Mais aussi deux versions parce que là où le rap parodique délivrait un propos acide, ricaneur, le passage au cinéma signe un virage très désagréablement pompeux et édifiant, qu’on n’attendait pas du tout de l’humoriste. Kamini a passé ses vaches et sa campagne au kärcher : ce qui reprenait en 2006 le vitriol d’un clip de Groland évoque plutôt aujourd’hui une pub Justin Bridou, défilé de bérets mous et de moustaches propres devant lesquels se joue une fable d’intégration républicaine qui ne manque ni de violons, ni de clichés.
Overdose de pittoresque
Car les clichés, le film n’en a pas peur – même, il ne jure que par ça, et au moins tout le monde est à égalité : d’un côté les cousins africains ultra lookés qui lancent un gospel à la messe de Noël, de l’autre des Picards niveau Deschiens qui lâchent des “vin’diou !” à tout bout de champ et enchaînent les Suze au bistrot du village.

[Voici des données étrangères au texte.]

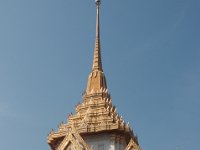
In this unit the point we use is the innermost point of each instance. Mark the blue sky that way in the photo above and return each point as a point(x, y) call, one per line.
point(151, 58)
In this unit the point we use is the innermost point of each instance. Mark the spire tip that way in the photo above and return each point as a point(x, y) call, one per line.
point(98, 2)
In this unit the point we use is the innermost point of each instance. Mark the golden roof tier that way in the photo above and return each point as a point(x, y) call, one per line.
point(95, 116)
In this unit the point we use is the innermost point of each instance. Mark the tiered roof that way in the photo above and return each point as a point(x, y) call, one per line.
point(95, 114)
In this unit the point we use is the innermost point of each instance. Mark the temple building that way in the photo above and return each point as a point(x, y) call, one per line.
point(96, 124)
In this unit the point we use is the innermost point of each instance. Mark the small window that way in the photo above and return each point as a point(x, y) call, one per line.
point(101, 147)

Pourquoi une telle overdose de pittoresque ? Sans doute parce que ça simplifie l’écriture. Le film de Kamini ne laisse à ses personnages que deux choix : un racisme moyenâgeux (à l’arrivée de la famille congolaise au village, on n’est pas loin du “messire, un sarrasin !” des Visiteurs) ou un vivre-ensemble de béni-oui-oui, finalement tout aussi grotesque. Pas d’intermédiaire : c’est le match, écrit d’avance, de l’ignorance contre la vertu, qui ainsi mises dos à dos ne font finalement que se rendre mutuellement service, se renvoyer ad nauseam leur incompatibilité absolue, sans initier la moindre dialectique.